The factorial, denoted by an exclamation point as in "10!", is a mathematical operation used in various calculations, including permutations and combinations. Here's how it works: you multiply a series of descending natural numbers, starting from the number itself down to 1.
For example, the factorial of 4, written as "4!", is calculated as:

• 4! = 4 × 3 × 2 × 1 = 24

Factorials grow very quickly as numbers increase. This property is useful in solving problems involving large sets of items where you need to calculate the number of ways to arrange or choose these items. Factorials are the backbone of the binomial coefficient, which is used to find combinations.
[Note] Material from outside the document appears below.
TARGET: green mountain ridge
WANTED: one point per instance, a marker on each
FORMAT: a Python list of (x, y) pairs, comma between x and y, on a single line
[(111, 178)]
The binomial coefficient, commonly expressed as \( C(n, r) \) or \( \binom{n}{r} \), is a fundamental concept in combinatorics. It represents the number of ways to choose \( r \) items from a total of \( n \) items without considering the order.
To calculate it, you use the formula:

• \( C(n, r) = \frac{n!}{r!(n-r)!} \)

This formula is just saying that the total number of ways to select \( r \) objects from \( n \) objects hinges on dividing the total number of arrangements \( n! \) by the arrangements of those \( r \) objects \( r! \) and the remaining unchosen objects \((n-r)!\).
In our exercise with \( C(10, 2) \), by substituting \( n = 10 \) and \( r = 2 \), we divide \( 10! \) by \( 2! \cdot 8! \) to find the number of combinations, which turns out to be 45 after simplification and calculation.

Permutations and combinations are two key concepts in probability and combinatorics. Both deal with ways to arrange or select items from a collection.
A permutation considers all possible arrangements of a set, where the order matters. For example, the permutation of choosing 3 items out of 4 is different if chosen in a different order.
Combinations, on the other hand, do not consider the order of selection. When calculating combinations, as illustrated by the previous exercise with \( C(10, 2) \), all that's crucial is which items are selected, not the sequence of selection.
Here’s how combinations differ from permutations:

• Permutations: More concerned with arranging. Formula: \( P(n, r) = \frac{n!}{(n-r)!} \)
• Combinations: More concerned with selecting. Formula: \( C(n, r) = \frac{n!}{r!(n-r)!} \)

Understanding these concepts can help solve a wide range of mathematical problems related to counting and probability.